Healthcare workers discovered that 11-year-old Lucía was sixteen weeks pregnant after she attended a primary care clinic in rural Tucumán complaining of severe stomach pains. It was revealed after clinicians’ questioning that she had been raped by her grandmother’s partner. Two days later, clinic workers sent Lucía to the Eva Perón Hospital near the capital of Tucumán to receive prenatal care, where both she and her mother requested doctors to perform an abortion. Lucía reportedly told a hospital psychologist: “I want you to remove what the old man put inside me.”

Since 1921, Article 86 of the Argentine Criminal Code has recognized a woman’s right to a legal interruption of pregnancy (ILE), equivalent to an abortion, in cases where the woman has been raped or the pregnancy poses a risk to the woman’s health. Lucía’s lawyers argue that she had a right to an ILE on both of these accounts. As an adolescent, Lucía faced high risks of anemia, preeclampsia, and infections during her pregnancy. Yet, she was denied the procedure and was instead given medications which would advance the fetus’s development. According to Lucía’s lawyers, Eva Perón Hospital allowed anti-abortion activists to visit Lucia’s hospital room, where they pressured the girl to continue her pregnancy. Lucía reportedly attempted suicide twice while pregnant.

After receiving contact from Lucía’s relatives, a women’s rights group filed an emergency lawsuit against Eva Perón Hospital on Lucia’s behalf. Although the hospital was court-ordered to carry out the abortion, it was unable to find a public-sector doctor willing to perform the procedure; under Argentina’s conscientious objection laws, healthcare workers are entitled to refuse care which infringes upon their personal beliefs. Reproductive rights activists believe that doctors in Argentina often declare themselves conscientious objectors for fear of attracting professional and personal criticism from pro-life groups.

Two private-sector doctors agreed to terminate Lucía’s pregnancy but determined that it was by then too late to perform the abortion vaginally. The doctors instead performed a more invasive hysterotomy abortion, a procedure similar to a caesarian section where the fetus is removed through an incision in the abdomen. Anti-abortion activists reportedly protested outside of the hospital during the procedure demanding the pregnancy be carried to term. Lucía survived the surgery and hospital staff placed the fetus into a neonatal incubator, where it died a week later.

Lucía’s case has quickly become another battleground in the national movement for reproductive rights in Argentina.

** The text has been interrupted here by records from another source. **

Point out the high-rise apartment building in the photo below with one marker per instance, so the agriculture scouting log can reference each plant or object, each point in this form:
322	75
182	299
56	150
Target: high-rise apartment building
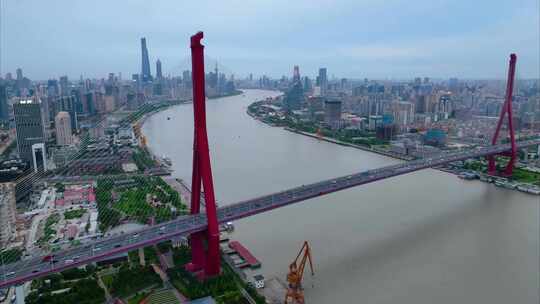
29	126
4	114
332	113
323	81
145	65
159	75
62	122
296	73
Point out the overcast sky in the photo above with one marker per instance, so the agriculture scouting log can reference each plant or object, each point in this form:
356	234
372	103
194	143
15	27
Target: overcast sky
352	38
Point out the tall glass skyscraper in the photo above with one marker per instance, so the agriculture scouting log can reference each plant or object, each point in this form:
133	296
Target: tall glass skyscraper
4	115
145	66
29	127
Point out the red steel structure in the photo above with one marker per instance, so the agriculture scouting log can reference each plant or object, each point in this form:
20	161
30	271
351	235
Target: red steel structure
204	244
506	109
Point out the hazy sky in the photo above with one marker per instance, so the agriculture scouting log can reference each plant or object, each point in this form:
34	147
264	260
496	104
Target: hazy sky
352	38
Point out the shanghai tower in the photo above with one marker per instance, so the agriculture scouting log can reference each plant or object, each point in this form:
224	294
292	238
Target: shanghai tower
145	68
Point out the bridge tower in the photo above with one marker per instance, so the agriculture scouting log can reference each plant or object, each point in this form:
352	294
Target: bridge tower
506	111
205	244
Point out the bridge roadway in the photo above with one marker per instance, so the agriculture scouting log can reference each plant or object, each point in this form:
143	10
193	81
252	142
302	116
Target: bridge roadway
28	269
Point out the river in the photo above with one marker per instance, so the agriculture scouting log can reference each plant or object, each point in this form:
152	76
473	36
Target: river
425	237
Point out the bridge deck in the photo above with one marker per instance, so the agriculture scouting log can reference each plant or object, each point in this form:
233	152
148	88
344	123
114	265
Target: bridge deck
29	269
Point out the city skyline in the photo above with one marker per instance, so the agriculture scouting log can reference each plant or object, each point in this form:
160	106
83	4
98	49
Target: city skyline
394	44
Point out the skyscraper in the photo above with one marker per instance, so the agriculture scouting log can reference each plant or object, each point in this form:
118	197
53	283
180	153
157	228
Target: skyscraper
158	70
332	113
29	127
145	66
4	115
296	73
323	81
62	122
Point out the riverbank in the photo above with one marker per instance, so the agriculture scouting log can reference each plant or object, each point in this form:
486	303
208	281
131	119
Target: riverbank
524	187
342	143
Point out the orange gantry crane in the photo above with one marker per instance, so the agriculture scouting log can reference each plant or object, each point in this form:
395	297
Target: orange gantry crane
295	291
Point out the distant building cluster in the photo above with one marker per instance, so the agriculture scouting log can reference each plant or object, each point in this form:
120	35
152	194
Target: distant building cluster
48	124
404	114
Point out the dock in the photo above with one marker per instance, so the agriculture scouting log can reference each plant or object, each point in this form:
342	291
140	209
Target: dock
245	254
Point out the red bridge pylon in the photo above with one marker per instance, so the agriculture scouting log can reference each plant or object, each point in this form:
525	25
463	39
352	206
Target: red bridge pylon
205	255
506	109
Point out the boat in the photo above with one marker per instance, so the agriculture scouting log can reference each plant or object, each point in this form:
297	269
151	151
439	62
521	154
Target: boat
467	176
505	184
486	179
529	189
167	161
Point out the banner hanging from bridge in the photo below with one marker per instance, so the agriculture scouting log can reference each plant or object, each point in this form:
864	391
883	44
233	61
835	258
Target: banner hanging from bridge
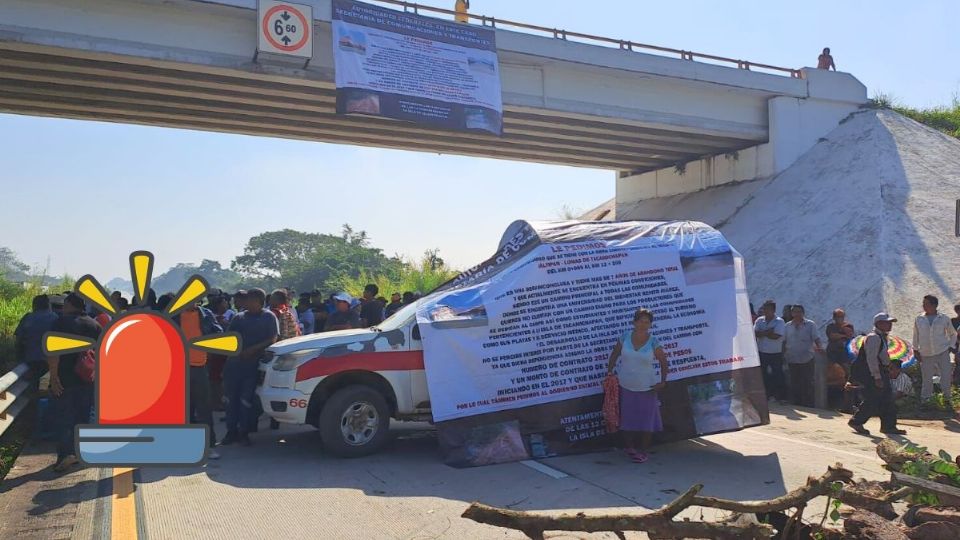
415	68
515	350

Women’s rights groups have suggested that the provincial politicians of Tucumán intentionally obstructed Lucía’s care to force her to undergo a live birth. In August 2018, shortly after Argentina’s National Congress rejected a bill which would authorize voluntary abortion, the local legislature of Tucumán passed a resolution officially declaring Tucumán a “pro-life province.” The resolution invited the municipalities of Tucumán “to develop activities and actions in favor of the two lives [the lives of the mother and the fetus].” Although Argentinian provinces are required by federal law to uphold the right of a woman to a legal interruption of pregnancy, compliance with this law has been inconsistent at the subnational level. The motto of “saving both lives” has become a rallying cry of pro-life activists and was included in a statement by the Tucumán government on Lucía’s case.

Only 3 percent of women in Latin America currently live in countries where abortion is broadly legal. Women’s rights groups, freshly galvanized by Argentina’s near-legalization of voluntary abortion in 2018, have mobilized across the region in the fight for legal recognition of their reproductive rights. Lucía’s case and thousands of others like it show that the law remains only a partly effective tool against powerful and politically-entrenched pro-life attitudes, with tragic consequences for the most vulnerable of Latin American girls and women.